Dungeness Chilli Crab

Singapore is famed for having the best chilli crab in the world. Mostly the monster Ceylon crabs are imported overnight from Sri Lanka for this dish. In this case we are using dungeness crab which have a lot of meat and flavor. Any crab would work. Basmati rice is optional and probably will be leftover as the crabs are so addictive and usually eaten without ceremony.

Ingredients

  • Dungeness crabs – 3-4 big specimens (about 3kg whole before cleaning)
  • Shallots – 6 shallots
  • Garlic – 7 cloves
  • Ginger – 2 inch piece
  • Lemongrass – 4 inch piece
  • Red chilli – 5 chillies
  • Bird’s eye chilli – 2 chillis
  • Chicken stock – 2 1/2 cups
  • Sweet chilli sauce – 3 tablespoons
  • Oyster sauce – 2 teaspoons
  • Tomato ketchup – 1 1/2 tablespoons
  • Corn flour – 1 tablespoon
  • Chilli paste – 1 tablespoon or according to taste (recipe found here)
  • Egg – 1 slightly beaten
  • Coriander – roughly chopped
  • Spring onion – finely chopped
  • Vegetable oil
  • Lemon

Method

  1. Clean the crab, wash and cut into halves.

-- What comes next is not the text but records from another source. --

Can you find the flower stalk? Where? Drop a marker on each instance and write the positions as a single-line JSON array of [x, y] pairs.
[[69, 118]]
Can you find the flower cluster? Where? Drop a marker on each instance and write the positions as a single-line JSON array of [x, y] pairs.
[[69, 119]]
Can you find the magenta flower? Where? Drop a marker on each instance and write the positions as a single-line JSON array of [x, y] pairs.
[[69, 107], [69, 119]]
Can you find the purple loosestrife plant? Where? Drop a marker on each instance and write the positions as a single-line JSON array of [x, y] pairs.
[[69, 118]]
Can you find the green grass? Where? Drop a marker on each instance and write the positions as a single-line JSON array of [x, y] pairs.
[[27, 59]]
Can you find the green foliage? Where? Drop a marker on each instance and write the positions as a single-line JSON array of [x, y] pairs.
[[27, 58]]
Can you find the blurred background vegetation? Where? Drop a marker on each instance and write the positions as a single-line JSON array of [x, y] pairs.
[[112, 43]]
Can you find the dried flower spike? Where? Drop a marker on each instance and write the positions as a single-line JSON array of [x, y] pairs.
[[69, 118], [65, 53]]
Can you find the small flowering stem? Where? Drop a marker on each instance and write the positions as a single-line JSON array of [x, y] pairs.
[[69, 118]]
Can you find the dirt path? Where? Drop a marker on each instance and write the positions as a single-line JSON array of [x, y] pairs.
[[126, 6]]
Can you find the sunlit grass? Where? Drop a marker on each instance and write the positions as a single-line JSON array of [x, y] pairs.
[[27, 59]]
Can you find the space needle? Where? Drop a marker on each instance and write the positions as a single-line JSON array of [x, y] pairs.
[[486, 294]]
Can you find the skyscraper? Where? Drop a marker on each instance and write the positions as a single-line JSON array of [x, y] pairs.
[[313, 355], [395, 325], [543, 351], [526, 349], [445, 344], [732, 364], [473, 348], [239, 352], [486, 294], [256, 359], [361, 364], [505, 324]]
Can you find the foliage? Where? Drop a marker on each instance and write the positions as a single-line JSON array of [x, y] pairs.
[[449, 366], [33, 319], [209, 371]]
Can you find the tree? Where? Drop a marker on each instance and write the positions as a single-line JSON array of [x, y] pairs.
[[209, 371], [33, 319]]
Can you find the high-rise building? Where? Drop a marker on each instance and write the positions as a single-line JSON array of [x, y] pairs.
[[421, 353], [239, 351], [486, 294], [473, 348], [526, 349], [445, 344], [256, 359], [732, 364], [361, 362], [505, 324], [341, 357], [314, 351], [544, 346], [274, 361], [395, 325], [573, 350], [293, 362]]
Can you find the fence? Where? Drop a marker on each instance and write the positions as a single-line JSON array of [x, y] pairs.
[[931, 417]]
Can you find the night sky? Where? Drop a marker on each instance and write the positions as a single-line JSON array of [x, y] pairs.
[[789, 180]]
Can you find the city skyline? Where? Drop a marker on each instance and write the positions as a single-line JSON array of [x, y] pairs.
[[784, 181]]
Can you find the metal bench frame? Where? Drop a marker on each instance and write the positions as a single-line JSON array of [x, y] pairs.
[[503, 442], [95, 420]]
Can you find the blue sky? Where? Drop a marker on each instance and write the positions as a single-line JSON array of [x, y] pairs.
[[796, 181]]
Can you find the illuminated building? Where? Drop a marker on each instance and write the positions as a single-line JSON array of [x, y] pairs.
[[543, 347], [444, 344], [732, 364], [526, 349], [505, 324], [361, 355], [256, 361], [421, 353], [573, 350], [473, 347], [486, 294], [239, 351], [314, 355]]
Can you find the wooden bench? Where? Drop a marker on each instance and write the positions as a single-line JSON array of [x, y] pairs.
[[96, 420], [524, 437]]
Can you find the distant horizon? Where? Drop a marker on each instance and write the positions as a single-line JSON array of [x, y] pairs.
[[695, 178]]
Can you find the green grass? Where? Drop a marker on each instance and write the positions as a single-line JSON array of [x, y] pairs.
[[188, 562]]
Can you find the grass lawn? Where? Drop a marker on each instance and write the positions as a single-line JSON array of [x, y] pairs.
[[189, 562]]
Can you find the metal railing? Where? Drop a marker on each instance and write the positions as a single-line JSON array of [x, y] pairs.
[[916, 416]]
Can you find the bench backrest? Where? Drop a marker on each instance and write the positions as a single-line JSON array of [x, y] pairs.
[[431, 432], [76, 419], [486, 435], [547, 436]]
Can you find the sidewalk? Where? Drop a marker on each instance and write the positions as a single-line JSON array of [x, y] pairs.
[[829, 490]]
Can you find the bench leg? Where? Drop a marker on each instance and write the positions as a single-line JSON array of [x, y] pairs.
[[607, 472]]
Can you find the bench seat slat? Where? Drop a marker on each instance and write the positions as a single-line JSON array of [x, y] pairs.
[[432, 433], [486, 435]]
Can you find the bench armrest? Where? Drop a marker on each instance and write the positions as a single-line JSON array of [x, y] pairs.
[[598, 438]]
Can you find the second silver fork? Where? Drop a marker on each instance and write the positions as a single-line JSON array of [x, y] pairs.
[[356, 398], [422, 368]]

Top shell can be used or discarded according to preference.
  2. Grind shallots, ginger, garlic, red chillies, lemongrass and bird’s eye chillies into a paste using a food processor or pestle.
  3. In a separate bowl, mix chicken stock, sweet chilli sauce, oyster sauce, tomato ketchup, corn flour and chilli paste.
  4. Heat 4 tablespoons of vegetable oil in a large wok and add the ground paste prepared in step 2; cook untill fragrant and the oil separates.
  5. Add the crab to the wok and mix until fully coated with the paste.
  6. Add the sauce mix prepared in step 3. Mix well until the crabs are fully coated.
  7. Bring to a boil, cover the pot and stirr occasionally untill the crab turns red and the sauce thickens.
  8. Turn off the heat, add the egg and mix well so that there are no lumps.
  9. Add more lemon juice, lemon zest and salt according to taste.
  10. Garnish with coriander and spring onions.
  11. Serve hot with steamed rice, bread or noodles.
  12. Cold beer or whisky will complement the dish well.